Make sure that you do get all the pensions to which you are entitled. Many people do have old pensions that they may well have forgotten about or they might have simply lost touch with. An independent financial adviser (IFA) should be able to help you find out where your pension is now, or you can use the government’s helpful Pension Tracing Service (0845 600 2537), or online at www.thepensionservice.gov.uk
You do have various retirement options, and you need to know what they are. Retirement planning is extremely complex and if you buy a pension annuity this is usually a final decision that cannot be changed. But you can now draw an income from your pension fund in several different ways. An IFA can talk you through all of the retirement options and help you decide which is the most appropriate for you.

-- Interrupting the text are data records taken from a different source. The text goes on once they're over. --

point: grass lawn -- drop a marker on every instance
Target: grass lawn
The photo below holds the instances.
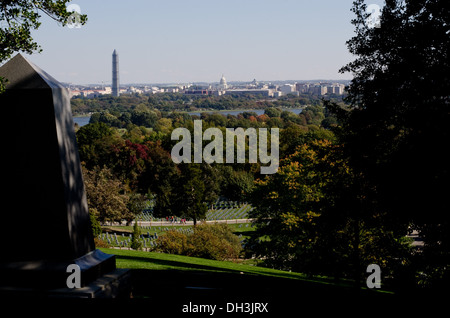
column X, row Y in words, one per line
column 159, row 277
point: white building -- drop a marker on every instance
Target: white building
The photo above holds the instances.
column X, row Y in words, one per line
column 223, row 83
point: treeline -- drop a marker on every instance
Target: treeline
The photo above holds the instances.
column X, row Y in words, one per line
column 125, row 167
column 337, row 206
column 168, row 102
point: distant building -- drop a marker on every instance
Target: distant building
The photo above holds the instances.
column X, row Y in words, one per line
column 263, row 92
column 115, row 75
column 223, row 83
column 197, row 92
column 286, row 88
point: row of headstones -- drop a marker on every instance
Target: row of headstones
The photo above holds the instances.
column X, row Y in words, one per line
column 228, row 204
column 109, row 239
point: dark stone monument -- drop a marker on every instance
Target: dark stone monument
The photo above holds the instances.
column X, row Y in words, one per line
column 45, row 224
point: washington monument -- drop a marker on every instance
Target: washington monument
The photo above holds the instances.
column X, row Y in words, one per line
column 115, row 80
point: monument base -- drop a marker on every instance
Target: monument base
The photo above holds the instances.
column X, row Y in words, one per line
column 116, row 284
column 46, row 275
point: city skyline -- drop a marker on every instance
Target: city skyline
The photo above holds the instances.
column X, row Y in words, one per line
column 179, row 42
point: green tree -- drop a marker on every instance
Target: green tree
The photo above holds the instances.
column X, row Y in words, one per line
column 136, row 244
column 309, row 217
column 190, row 193
column 105, row 195
column 20, row 17
column 396, row 127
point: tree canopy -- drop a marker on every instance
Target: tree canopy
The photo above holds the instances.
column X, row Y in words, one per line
column 19, row 17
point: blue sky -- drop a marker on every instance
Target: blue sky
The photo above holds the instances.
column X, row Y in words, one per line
column 180, row 41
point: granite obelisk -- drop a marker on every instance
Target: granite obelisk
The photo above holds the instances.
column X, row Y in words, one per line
column 115, row 75
column 45, row 219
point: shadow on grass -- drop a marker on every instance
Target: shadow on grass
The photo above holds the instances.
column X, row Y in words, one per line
column 173, row 264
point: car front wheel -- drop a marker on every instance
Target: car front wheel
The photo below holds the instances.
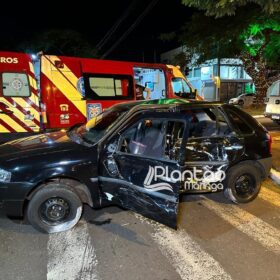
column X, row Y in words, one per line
column 242, row 183
column 54, row 208
column 241, row 102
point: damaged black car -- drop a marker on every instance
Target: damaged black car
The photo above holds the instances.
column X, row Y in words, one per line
column 141, row 156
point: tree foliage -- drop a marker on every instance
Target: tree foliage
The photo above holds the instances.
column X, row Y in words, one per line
column 249, row 34
column 61, row 42
column 219, row 8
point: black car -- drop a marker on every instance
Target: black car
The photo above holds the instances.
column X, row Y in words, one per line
column 140, row 156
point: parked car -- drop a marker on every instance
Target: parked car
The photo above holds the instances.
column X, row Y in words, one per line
column 244, row 100
column 140, row 156
column 272, row 109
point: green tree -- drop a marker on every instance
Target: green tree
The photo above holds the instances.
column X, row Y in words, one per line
column 219, row 8
column 61, row 42
column 251, row 35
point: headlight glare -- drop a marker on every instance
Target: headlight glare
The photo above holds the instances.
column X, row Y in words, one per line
column 5, row 176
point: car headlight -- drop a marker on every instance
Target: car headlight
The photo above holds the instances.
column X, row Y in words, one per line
column 5, row 176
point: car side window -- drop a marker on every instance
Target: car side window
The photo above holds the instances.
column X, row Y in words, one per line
column 155, row 138
column 238, row 123
column 206, row 122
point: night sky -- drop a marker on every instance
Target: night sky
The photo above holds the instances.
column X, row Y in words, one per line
column 21, row 21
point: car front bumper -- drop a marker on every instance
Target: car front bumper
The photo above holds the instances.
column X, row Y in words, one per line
column 12, row 197
column 272, row 116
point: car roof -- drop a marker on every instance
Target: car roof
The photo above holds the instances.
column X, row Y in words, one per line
column 166, row 103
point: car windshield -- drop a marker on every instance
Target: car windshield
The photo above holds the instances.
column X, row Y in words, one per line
column 181, row 88
column 97, row 127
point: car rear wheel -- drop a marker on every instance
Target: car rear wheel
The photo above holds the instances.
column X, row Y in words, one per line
column 241, row 102
column 54, row 208
column 242, row 183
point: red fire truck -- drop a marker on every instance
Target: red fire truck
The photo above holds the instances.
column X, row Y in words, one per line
column 51, row 92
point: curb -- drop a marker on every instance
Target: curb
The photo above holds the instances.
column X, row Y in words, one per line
column 258, row 116
column 275, row 176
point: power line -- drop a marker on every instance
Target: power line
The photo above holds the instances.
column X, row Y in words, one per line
column 116, row 25
column 130, row 29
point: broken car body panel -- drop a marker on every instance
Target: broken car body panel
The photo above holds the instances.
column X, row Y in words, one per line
column 128, row 154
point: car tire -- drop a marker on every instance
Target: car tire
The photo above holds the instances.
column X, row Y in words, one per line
column 54, row 208
column 242, row 183
column 241, row 102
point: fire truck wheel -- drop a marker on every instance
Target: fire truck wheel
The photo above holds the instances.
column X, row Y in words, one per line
column 242, row 183
column 54, row 208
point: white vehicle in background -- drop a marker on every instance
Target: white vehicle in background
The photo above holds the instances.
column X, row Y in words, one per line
column 272, row 109
column 243, row 100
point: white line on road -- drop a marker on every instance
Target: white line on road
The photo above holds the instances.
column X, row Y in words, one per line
column 71, row 255
column 270, row 196
column 187, row 257
column 185, row 254
column 247, row 223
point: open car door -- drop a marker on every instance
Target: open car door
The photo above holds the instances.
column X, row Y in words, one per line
column 137, row 164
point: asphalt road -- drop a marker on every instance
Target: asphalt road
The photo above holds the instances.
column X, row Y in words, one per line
column 215, row 240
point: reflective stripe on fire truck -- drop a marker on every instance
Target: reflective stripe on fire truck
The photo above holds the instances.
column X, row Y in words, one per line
column 66, row 85
column 24, row 113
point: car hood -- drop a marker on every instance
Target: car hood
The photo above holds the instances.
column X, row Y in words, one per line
column 36, row 145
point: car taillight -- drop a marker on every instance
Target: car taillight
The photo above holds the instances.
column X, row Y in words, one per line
column 269, row 143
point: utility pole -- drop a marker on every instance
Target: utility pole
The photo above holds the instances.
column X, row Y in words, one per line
column 218, row 84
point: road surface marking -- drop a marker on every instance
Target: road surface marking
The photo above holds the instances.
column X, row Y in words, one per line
column 185, row 255
column 247, row 223
column 71, row 255
column 270, row 196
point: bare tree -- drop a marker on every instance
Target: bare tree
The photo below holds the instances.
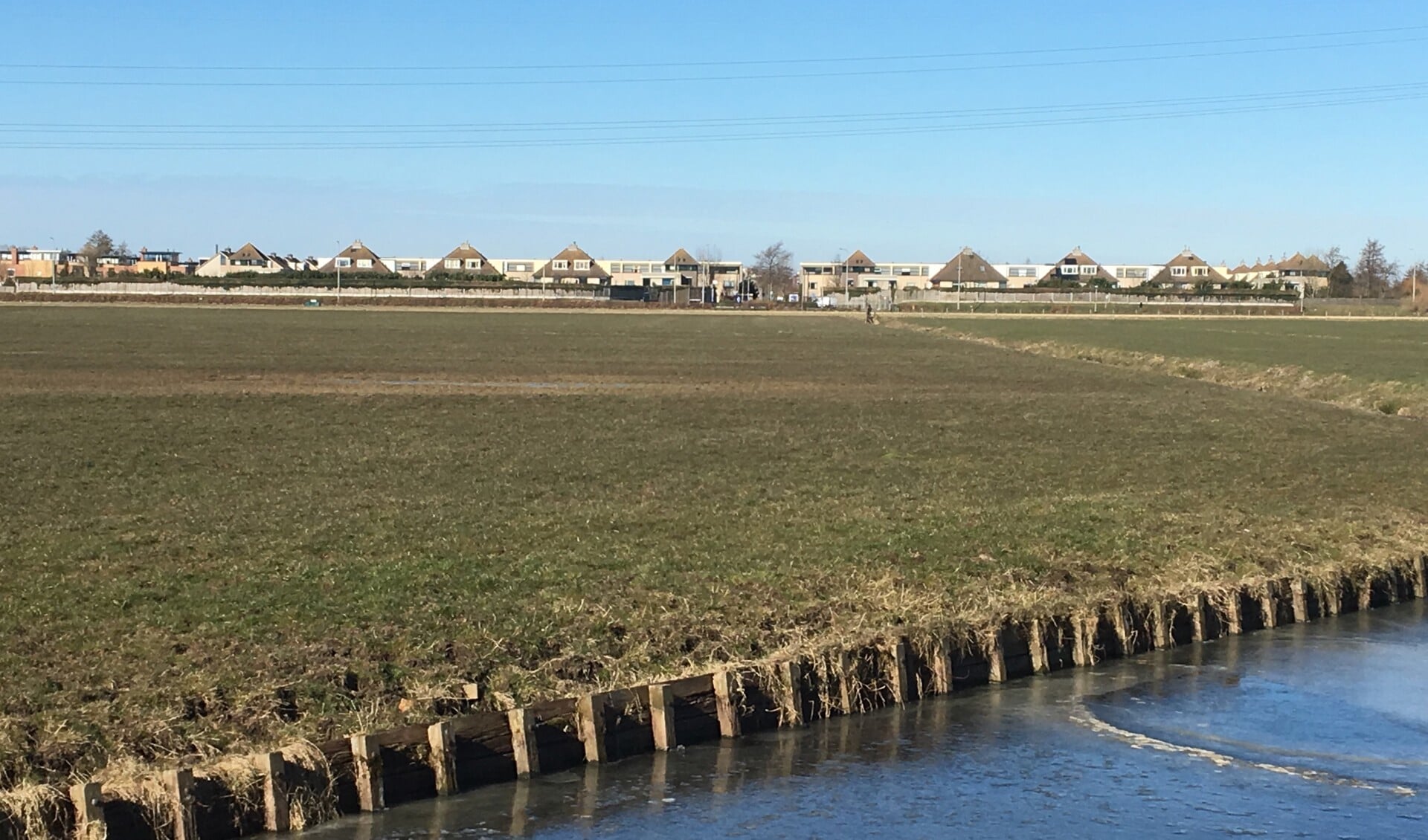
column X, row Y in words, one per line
column 773, row 270
column 1374, row 274
column 99, row 245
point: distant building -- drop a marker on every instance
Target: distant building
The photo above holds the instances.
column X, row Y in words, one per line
column 464, row 262
column 571, row 265
column 1187, row 270
column 250, row 260
column 356, row 259
column 968, row 270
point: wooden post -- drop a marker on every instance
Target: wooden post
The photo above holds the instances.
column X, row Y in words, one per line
column 1234, row 621
column 1122, row 621
column 793, row 675
column 661, row 717
column 178, row 785
column 1331, row 599
column 726, row 703
column 443, row 756
column 89, row 812
column 897, row 671
column 1083, row 650
column 367, row 772
column 1270, row 605
column 1038, row 647
column 276, row 816
column 1161, row 635
column 1200, row 616
column 1300, row 598
column 942, row 666
column 996, row 658
column 591, row 717
column 846, row 673
column 523, row 742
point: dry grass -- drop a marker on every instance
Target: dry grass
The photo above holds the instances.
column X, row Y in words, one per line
column 33, row 809
column 1381, row 397
column 208, row 554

Whether you are buying a pension annuity or thinking of another way of providing your retirement income, you will have a lot more buying power if you bring all of your pension arrangements together. You are entitled to transfer your pension fund and shop around for your the best annuity rates using the open market option (OMO).
Some personal pension plans will have guaranteed annuities written into them, guaranteeing a minimum amount or annuity rate at retirement age, and you may have a sound entitlement of which you are unaware. These guarantees can actually be lost if you do not take the option on a specific date with some providers, so it is important that you are aware of your entitlements.

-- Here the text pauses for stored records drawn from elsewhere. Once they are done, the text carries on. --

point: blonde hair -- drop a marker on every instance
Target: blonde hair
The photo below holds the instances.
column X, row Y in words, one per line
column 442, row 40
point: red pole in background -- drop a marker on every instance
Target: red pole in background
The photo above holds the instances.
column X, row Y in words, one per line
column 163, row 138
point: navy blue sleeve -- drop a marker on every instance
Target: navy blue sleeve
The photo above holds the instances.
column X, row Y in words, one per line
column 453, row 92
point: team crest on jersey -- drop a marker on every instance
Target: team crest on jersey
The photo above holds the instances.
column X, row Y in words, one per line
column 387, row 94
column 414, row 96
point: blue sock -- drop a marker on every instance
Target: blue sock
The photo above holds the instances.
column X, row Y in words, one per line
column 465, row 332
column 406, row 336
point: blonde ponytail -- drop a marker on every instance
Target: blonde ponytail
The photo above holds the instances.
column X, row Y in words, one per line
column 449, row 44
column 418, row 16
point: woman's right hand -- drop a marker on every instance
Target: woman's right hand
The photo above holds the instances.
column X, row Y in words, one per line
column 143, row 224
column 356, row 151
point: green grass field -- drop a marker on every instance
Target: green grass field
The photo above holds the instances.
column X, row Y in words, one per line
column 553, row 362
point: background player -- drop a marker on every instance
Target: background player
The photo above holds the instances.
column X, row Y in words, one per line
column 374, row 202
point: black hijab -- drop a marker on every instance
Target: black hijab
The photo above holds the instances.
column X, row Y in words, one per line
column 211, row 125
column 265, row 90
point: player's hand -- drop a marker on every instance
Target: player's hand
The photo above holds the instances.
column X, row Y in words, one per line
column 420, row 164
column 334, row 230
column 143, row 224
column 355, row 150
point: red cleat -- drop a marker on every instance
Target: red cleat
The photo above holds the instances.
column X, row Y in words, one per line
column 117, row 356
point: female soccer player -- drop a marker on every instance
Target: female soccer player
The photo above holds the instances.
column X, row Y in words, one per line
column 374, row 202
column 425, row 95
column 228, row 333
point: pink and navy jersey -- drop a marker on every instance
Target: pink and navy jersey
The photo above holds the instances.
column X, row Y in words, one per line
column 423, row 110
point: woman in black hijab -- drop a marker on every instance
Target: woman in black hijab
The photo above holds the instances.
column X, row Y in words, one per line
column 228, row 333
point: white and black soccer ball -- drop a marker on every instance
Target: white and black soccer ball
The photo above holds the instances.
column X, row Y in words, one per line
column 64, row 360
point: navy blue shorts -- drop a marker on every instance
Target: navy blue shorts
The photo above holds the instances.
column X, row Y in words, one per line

You might want to boost the value of your pension fund in the run up to retirement. You can contribute up to 100% of your earnings into a pension plan and get tax relief on the full amount. This is particularly useful if you are paying higher rate tax and you want to top up your pension. In the recent Budget, this higher rate tax relief will be curbed from April, 2011, for those whose annual income is over £150,000. Thoew with higher earnings really should explore the myriad of retirement options available.
When you do retire make sure you reduce your income tax liability as much as you can on your annuity income. For example, if you are 65 or over with taxable income below the figure of £22,900, you may be entitled to claim improved personal tax allowances to reduce the amount of income tax you pay. Married couples may well be able to improve their overall position by “equalising” ownership of joint income bearing assets to bring each of them within the income limit for those increased tax allowances.
Just a few pointers that might help you with your pension arrangements leading to that important annuity purchase. Just make sure you do eventually shop around for annuity quotes using your open market option.